Swing state poll finds 60% “would be more likely to vote for their senator if he or she supported the bill” and Independents support the bill 2-to-1

The Politico reports on a new poll of 821 registered voters “in 16 key states who said they were likely to vote in next year’s mid-term congressional elections”:

In a poll obtained by POLITICO of likely 2010 voters in 16 states, many of them home to targeted senators, 63% of those sampled said they supported the energy bill while only 30% said they opposed the measure.

Further, 60% of respondents said they would be more likely to vote for their senator if he or she supported the bill while just 26% said they’d be less inclined to re-elect their senator for backing the “American Clean Energy and Security Act.”

Yes, this is precisely what ever other major poll shows (see Yet another major poll finds “broad support” for clean energy and climate bill: “Support for the plan among independents has increased slightly” plus links and Ruy Teixeira analysis below).


This poll is important because it interviewed likely voters in 16 states that have a large fraction of the swing Senators — AK, AR, IN, ME, MI, MO, MT, NC, NV, ND, NH, OH, PA, SD, VA, WV. More key results:

  • Independents support ACES by 59% support to 30%.
  • On job creation: 50% say the number of jobs will increase, 26% say it will decrease and 26% say it won’t change.
  • 53% say ACES will increase America’s standing as a world leader in renewable energy, 28% say it won’t change and just 10% say it will decrease.

Strangely, the Politico piece has an opening sentence that is flat wrong, politically:

With hope for Senate action on the energy bill dimming, advocates are aiming to prod reluctant senators with a new survey taken in swing states showing strong support for the legislation.
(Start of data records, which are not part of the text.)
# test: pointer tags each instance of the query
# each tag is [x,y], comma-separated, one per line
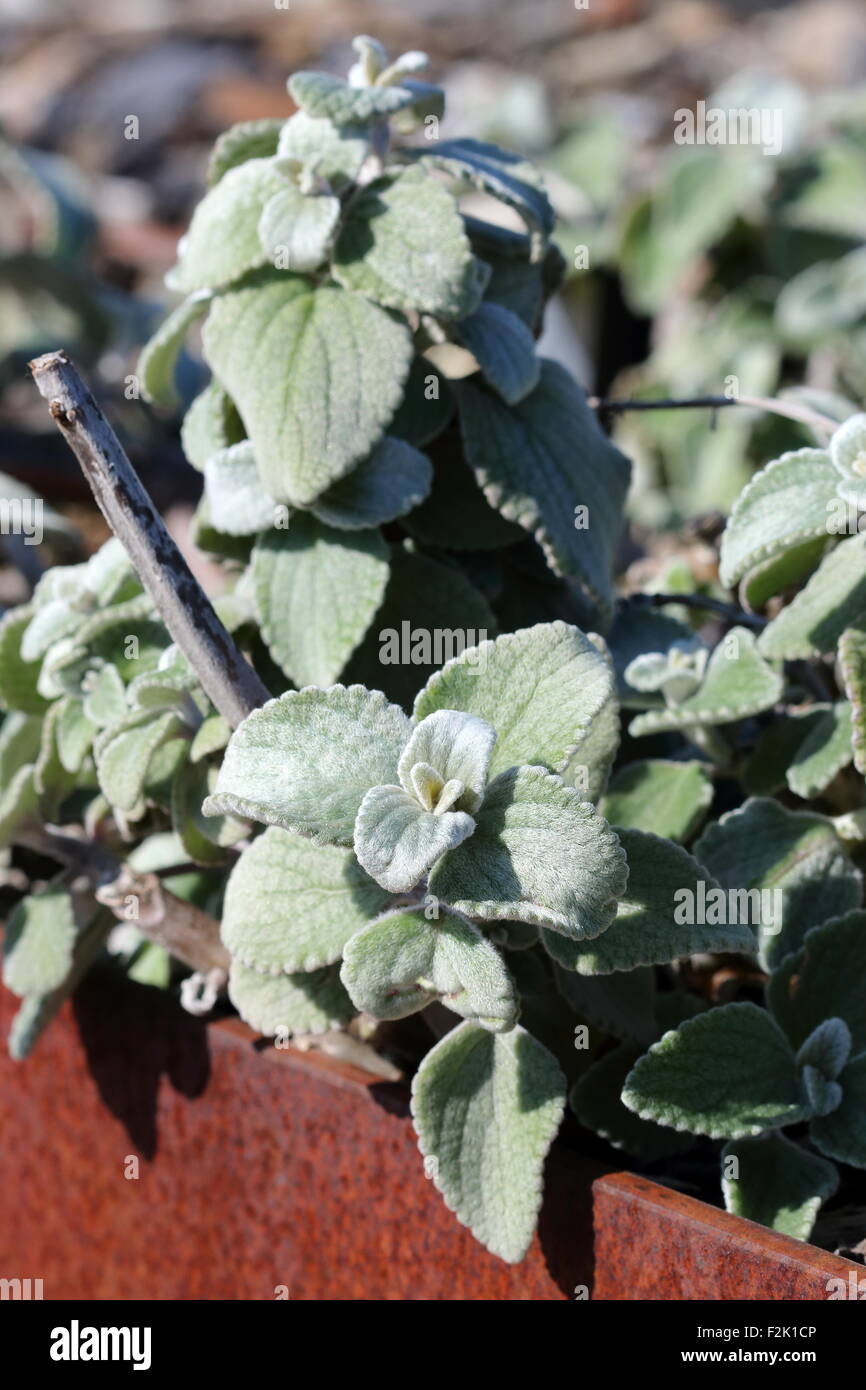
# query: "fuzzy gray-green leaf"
[317,591]
[538,854]
[306,761]
[779,1183]
[401,962]
[487,1108]
[292,905]
[727,1073]
[316,373]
Hope isn’t “dimming.” After many recent conversations with pundits, staffers, and real politicos, I find no substantive basis for that whatsoever. Hope for Senate action is just about the same as it has always been — a tough slog, a 50–50 shot at best, unless Obama puts his full weight behind the bill, in which case passage becomes likely.
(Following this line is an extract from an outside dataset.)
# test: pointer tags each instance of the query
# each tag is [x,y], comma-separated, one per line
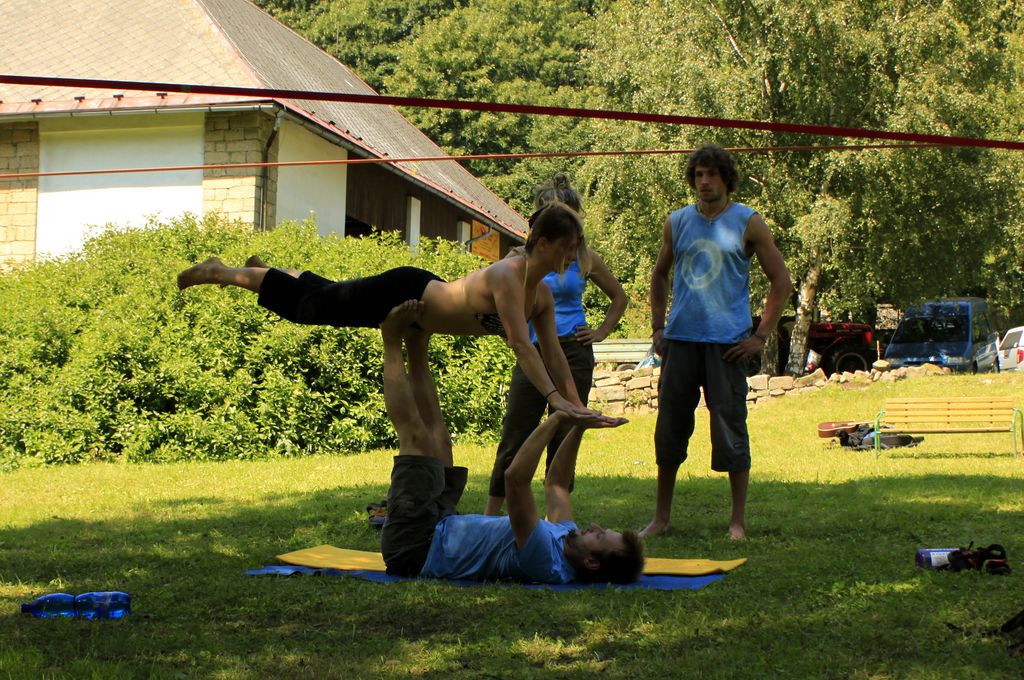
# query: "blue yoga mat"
[645,582]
Indeed, what is most remarkable about this poll and the others is how strong support remains for the bill in spite of the best efforts of the well-funded opponents to spread disinformation:

“These poll results demonstrate that people support proposals that would boost clean energy technologies made in America, create 1.7 million jobs, and make us more energy independent,” said CAP’s Dan Weiss. “Despite big oil spending $80 million to smear the American Clean Energy and Security Act, a majority of Americans still believe that it would create jobs. Special interests’ scare tactics have failed.”

More polling:

I’ll end with a repost of a piece on last week’s Post poll by Ruy Teixeira, Senior Fellow at the Center for American Progress, a leading expert on public opinion analysis:

With all the brouhaha about health care reform, it’s easy to forget the other big domestic policy priority before Congress: energy policy and climate change. Here the Obama administration’s approach continues to receive solid public support. According to just-released data from ABC News/Washington Post, support is running about a 2–1 ratio for the proposed changes to U.S. energy policy (57 percent to 29 percent).

Moreover, more people think these changes would add jobs in their state than believe jobs would be lost (36 percent to 15 percent). Evidently, conservative attempts to characterize the energy bill as a huge job-loser have so far failed to sway the public.
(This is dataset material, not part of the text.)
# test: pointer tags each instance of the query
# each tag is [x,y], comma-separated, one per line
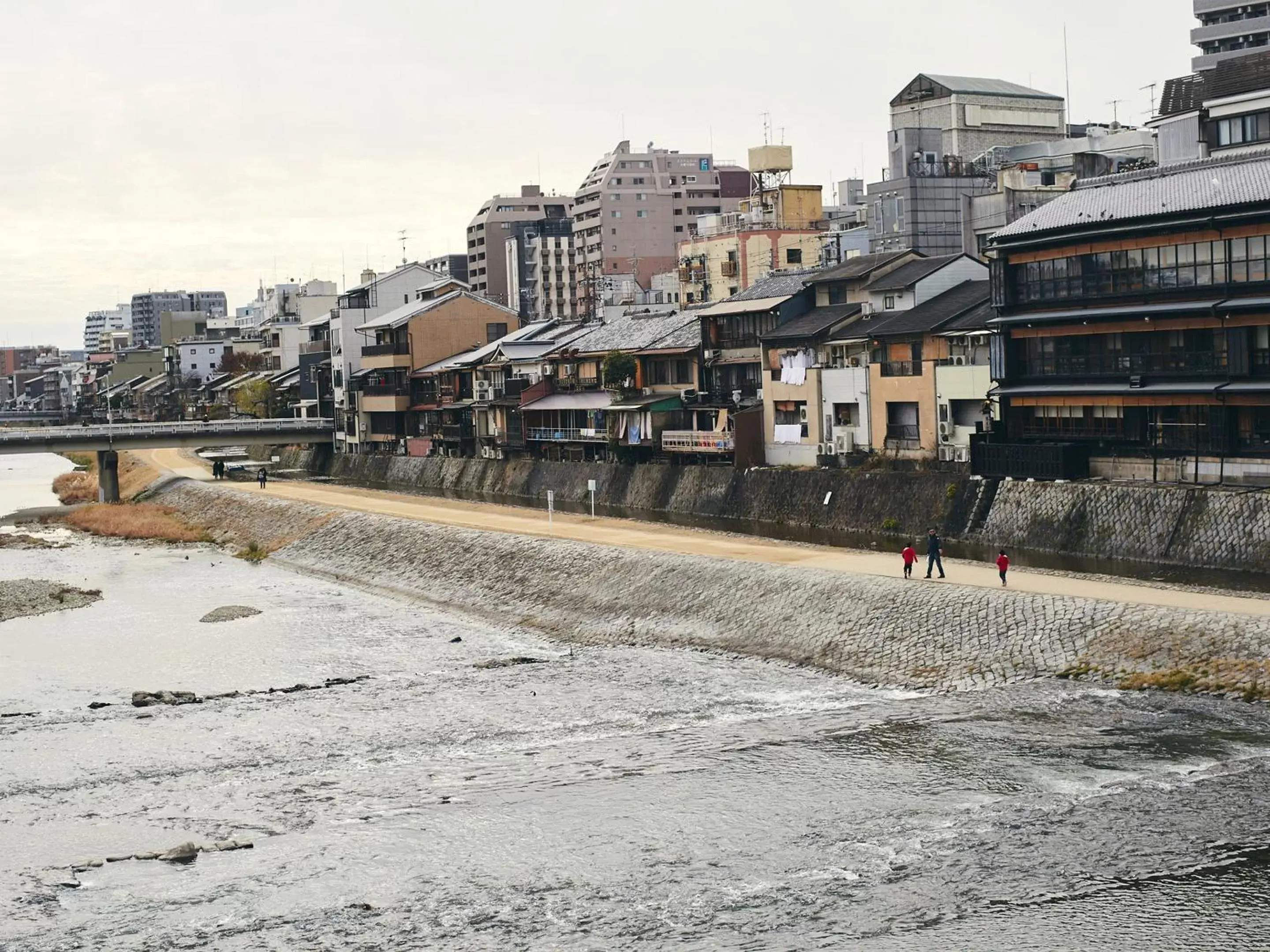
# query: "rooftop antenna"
[1152,88]
[1067,73]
Support for a “cap-and-trade” approach to greenhouse gas regulation has also been holding steady. In June, there was a 52–42 support for this approach; today it’s an essentially identical 52–43 in favor.

Finally, it’s worth noting that the public’s top-five-rated policy steps to address our country’s energy needs all involve alternative energy and conservation, not fossil fuels or nuclear: develop more solar and wind power (91 percent in favor); require car manufacturers to improve the fuel efficiency of vehicles sold in this country (85 percent); develop electric car technology (82 percent); require more energy conservation by businesses and industries (78 percent); and require more energy conservation by consumers (73 percent).

It’s clear which way the public wants to go. Let’s hope Congress follows along.